It is interesting to hear (some) people praise Mr. Bernanke for having “saved” the United States and the world from Great Depression II. This praise is misplaced to say the least.
As Peter Schiff points out in the attached article Mr. Brenanke didn’t solve anything. He jacked the US and world economy with artificial stimulants, trillions in newly printed dollars. He juiced Wall Street which is now swimming laps in pools of funny money while everyday people continue to struggle, especially the poor.
The nature of poverty is ongoing struggle of course but when real wealth is created, when new businesses flourish, when organic economic growth occurs, more poor people are lifted out of poverty. Under Bernanke those with assets already have done very well (for the time being) while those who would like to own assets have seen that dream slip away. The “underclass” we’ve heard so much of over the past couple of decades has truly become permanent. 1 in 6 people in this country are fed by the government, and the number continues to grow.

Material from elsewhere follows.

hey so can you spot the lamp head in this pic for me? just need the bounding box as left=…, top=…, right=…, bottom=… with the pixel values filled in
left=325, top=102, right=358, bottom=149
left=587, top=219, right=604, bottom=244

Debt burdens have shifted from consumer debt, to student debt as young people try to wait out the slow economy like the kids of the 60s tried to wait out the Vietnam War. When the economic refugees are forced out into the real world these students often find that there are no jobs available which pay enough to enable them to pay back the piles of debt they’ve accrued. A giant anchor hangs around the ankle of a generation.
So our “recovery” has benefited those who were already rich. Those with assets have seen these assets do well as juice flows through the system. The aspiring, the poor and the young, have to a large degree been shut out, and that isn’t much of a recovery. Just wait until the next big downturn comes. We’re about due.
(From The USA Today)
The actions taken by the Bernanke Fed have no precedent, and he has admitted to flying blind. But the bond buying (known as quantitative easing, or QE for short) that created feel-good asset bubbles in stocks, bonds and real estate was the easy part. To complete the process, the Fed must conjure an exit strategy to dispose of the nearly $4 trillion of assets that it now holds without puncturing any of the bubbles that its buying spree created.
Bernanke is like a novice airline pilot who has managed to take off and fly steady. The passengers celebrate the smooth ride, but he (or, more accurately, Janet Yellen) still has to land the plane. On that front the Fed remains clueless.